From `siropkin/budi` (MIT) Claude Code 5-hook taxonomy:

Register BooCoder as a hook receiver for dispatched agents. Five events:
- `SessionStart` — agent spawned
- `UserPromptSubmit` — task spec delivered
- `PostToolUse` — each tool call completed
- `SubagentStart` — nested dispatch
- `Stop` — agent finished

These map directly to BooCode's existing WS frame protocol. The hook receiver is the BooCoder Fastify server; events flow into the `message_parts` taxonomy as `step_start`-style instrumentation parts.

## Follow-up batches (v2.0+ optional, ordered by value)

| Batch | Source | What | When |
|---|---|---|---|
| **PR-resolver tool** | `qodo-ai/qodo-skills` (MIT) | Fetch GitHub issues → batch/interactive fix → inline PR reply. BooCoder tool that replaces Sam's manual PR workflow. | v2.0.3+ |
| **HMAC audit log** | `sipyourdrink-ltd/bernstein` (verify license) | One new `audit_log` table with `prev_hmac` field. Tamper-evident history of every edit BooCoder makes. Small lift (~50 LoC). | v2.0.1+ |
| **Blind-validation gate** | `covibes/zeroshot` (MIT) | Verify gate runs in a separate agent context that sees ONLY the diff + acceptance criteria, not the producing conversation.

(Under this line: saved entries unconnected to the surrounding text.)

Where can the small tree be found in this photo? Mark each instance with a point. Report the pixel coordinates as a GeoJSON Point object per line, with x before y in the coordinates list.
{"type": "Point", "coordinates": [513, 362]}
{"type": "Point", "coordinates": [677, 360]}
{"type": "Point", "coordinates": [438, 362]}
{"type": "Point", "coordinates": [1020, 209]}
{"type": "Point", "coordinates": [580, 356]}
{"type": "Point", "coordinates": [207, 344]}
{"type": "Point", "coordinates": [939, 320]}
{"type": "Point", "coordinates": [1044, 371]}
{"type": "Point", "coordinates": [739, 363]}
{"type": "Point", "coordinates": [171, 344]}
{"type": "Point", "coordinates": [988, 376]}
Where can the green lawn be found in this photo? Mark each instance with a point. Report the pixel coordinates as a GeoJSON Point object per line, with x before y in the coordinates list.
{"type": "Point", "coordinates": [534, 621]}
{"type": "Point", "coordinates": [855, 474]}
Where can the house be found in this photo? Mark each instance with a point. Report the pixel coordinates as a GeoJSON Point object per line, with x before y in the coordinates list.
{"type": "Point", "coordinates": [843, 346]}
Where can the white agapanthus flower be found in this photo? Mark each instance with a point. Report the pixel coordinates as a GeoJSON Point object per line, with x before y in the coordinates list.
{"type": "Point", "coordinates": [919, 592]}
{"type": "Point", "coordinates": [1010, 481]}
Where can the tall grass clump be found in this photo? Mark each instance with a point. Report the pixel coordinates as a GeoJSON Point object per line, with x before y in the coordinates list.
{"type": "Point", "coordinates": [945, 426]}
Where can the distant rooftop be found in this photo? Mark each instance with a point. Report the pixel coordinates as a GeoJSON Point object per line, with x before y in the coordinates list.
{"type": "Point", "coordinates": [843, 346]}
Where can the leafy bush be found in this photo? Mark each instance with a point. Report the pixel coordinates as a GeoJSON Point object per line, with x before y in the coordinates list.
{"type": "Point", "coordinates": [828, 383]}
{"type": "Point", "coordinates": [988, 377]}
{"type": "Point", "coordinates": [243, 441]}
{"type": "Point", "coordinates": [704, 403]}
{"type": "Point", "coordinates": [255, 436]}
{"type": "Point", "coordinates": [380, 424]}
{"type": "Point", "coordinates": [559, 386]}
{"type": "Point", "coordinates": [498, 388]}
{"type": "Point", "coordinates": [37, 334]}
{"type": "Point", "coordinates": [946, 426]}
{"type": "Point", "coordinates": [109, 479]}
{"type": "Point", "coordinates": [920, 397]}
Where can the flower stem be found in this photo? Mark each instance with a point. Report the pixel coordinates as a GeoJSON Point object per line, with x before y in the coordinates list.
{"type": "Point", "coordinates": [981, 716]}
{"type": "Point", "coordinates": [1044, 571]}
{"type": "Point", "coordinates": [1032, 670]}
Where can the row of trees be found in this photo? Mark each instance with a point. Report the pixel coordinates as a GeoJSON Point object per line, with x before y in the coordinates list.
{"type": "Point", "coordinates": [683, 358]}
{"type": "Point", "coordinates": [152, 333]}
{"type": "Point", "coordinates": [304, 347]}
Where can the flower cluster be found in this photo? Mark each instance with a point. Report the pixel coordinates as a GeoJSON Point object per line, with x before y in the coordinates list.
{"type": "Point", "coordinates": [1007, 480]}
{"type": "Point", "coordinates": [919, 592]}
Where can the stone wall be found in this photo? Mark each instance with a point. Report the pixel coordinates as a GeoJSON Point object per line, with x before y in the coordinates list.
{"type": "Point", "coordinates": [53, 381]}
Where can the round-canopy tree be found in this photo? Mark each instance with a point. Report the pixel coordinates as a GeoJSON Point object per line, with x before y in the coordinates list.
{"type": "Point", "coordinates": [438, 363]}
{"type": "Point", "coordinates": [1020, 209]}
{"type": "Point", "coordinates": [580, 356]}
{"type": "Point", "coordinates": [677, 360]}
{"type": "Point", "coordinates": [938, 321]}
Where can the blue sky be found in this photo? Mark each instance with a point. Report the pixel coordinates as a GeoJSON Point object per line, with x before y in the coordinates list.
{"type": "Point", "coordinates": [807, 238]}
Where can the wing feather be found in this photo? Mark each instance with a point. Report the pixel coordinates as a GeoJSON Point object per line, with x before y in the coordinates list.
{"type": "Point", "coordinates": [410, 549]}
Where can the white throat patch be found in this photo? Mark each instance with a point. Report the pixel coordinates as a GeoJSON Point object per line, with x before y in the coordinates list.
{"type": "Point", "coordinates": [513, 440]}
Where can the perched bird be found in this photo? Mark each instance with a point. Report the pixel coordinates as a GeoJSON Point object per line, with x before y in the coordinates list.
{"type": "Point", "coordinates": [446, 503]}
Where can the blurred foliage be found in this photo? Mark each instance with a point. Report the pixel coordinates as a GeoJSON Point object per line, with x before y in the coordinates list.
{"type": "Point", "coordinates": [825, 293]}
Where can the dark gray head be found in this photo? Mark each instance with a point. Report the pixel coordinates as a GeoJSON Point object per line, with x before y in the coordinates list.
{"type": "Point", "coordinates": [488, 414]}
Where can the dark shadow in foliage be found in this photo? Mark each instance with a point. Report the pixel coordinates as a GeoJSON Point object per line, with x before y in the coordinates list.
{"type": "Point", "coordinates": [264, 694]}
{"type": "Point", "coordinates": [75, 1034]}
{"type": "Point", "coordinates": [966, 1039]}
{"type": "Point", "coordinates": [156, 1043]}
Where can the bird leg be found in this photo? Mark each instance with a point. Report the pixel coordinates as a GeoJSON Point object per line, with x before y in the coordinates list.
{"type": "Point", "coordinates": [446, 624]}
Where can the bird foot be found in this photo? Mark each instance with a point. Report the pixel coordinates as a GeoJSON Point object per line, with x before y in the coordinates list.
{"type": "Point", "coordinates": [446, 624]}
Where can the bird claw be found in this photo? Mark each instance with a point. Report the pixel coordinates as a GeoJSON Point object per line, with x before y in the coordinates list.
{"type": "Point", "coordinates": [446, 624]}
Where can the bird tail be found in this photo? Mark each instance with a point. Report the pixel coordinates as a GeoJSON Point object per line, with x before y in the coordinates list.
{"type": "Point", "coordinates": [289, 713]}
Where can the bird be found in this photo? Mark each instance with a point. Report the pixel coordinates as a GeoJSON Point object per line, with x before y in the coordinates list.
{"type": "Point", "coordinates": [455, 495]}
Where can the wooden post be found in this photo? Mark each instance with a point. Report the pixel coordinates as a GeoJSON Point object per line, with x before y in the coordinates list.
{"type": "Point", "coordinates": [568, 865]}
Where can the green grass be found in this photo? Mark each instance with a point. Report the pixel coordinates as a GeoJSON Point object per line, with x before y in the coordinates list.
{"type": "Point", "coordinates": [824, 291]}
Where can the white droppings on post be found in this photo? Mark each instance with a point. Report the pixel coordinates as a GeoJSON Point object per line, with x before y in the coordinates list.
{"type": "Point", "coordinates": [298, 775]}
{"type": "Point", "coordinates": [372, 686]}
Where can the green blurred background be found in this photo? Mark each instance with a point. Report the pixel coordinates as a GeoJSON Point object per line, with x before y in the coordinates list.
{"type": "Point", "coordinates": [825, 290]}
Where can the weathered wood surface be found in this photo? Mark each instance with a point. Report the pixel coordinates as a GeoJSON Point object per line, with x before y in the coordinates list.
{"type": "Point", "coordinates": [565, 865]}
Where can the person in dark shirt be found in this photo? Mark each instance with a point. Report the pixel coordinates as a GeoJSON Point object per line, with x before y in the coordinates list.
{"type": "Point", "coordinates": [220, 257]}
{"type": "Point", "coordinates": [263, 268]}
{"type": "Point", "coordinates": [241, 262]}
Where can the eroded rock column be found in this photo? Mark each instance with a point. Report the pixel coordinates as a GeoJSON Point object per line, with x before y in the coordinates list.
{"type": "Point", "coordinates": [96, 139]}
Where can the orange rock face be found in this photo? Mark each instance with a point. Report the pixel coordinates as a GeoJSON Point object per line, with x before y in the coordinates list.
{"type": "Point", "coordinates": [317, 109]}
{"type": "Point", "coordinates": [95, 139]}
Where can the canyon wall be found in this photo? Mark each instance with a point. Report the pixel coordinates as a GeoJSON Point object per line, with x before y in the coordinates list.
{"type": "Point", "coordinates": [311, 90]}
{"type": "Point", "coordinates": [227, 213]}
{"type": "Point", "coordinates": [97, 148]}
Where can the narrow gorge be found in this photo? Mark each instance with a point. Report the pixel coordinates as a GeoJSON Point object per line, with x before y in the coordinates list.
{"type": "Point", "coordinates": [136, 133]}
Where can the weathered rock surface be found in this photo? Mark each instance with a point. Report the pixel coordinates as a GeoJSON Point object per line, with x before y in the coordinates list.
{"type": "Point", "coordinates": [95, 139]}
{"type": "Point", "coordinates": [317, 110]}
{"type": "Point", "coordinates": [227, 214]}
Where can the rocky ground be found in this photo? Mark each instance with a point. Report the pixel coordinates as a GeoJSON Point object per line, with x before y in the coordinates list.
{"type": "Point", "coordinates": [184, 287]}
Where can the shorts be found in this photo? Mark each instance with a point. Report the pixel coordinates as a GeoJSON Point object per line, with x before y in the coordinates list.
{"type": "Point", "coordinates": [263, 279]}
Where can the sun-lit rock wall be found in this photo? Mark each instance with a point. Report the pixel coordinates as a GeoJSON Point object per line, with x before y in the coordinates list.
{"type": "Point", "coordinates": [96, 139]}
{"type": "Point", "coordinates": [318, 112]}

Complements Boomerang (isolation) + bernstein (lineage). | v2.0.2+ |
| **Majority-vote ensembler** | `augmentcode/augment-swebench-agent` (MIT) | K candidate diffs from K agents → ranker model picks the best one. Optional layer above `pending_changes`. | v2.1+ |
| **Drift detection** | `memovai/memov` (MIT) | `validate_commit` concept — detects when actual changes diverge from what was requested. Shadow timeline comparison. | v2.0.3+ |
| **Anti-slop for frontend** | `Leonxlnx/taste-skill` (MIT) | 100+ specific font/color/layout ban list + 3-dial parameterization. Vendor into skills/ when BooCoder generates frontend code. | v2.0+ |
| **Verify-before-commit gate** | `DeepSourceCorp/globstar` (MIT) | Rule-based AST linter as a pre-apply quality gate. YAML checkers in `.globstar/`. | v2.1+ (parked) |
| **Docker sandbox** | `OpenHands/OpenHands` (MIT) | Per-session Docker container for write tools. Closes the `/opt:rw` mount risk if path-guard ever proves insufficient. | v2.1 (optional) |
| **Multi-provider LLM** | `earendil-works/pi` (MIT) | Provider abstraction if a need for Anthropic/OpenAI/Mistral direct surfaces beyond llama-swap. | v2.x (optional) |

## Repos to clone before starting

```bash
cd /opt/forks
git clone https://github.com/Dominic789654/agent-hub.git    # Apache-2.0, task DAG + dispatcher
git clone https://github.com/plandex-ai/plandex.git          # MIT, pending-changes UX
git clone https://github.com/anomalyco/opencode.git          # MIT, permission evaluate.ts reference
git clone https://github.com/qodo-ai/agents.git              # MIT, agent.toml schema (output_schema, exit_expression, execution_strategy)
```

Also read (no clone needed):
- `ai-christianson/RA.Aid` README — three-stage pattern + expert-tool escape hatch
- `getpaseo/paseo` README + `skills/` directory — daemon architecture + CLI verbs (AGPL, design-only)
- `agentclientprotocol.com` spec — ACP stdio protocol
- `goose-docs.ai/docs/guides/acp-clients/` — `context_servers` auto-forward pattern
- `siropkin/budi` README — 5-hook Claude Code taxonomy for observation

ACP SDK and MCP SDK are npm packages installed at implementation time.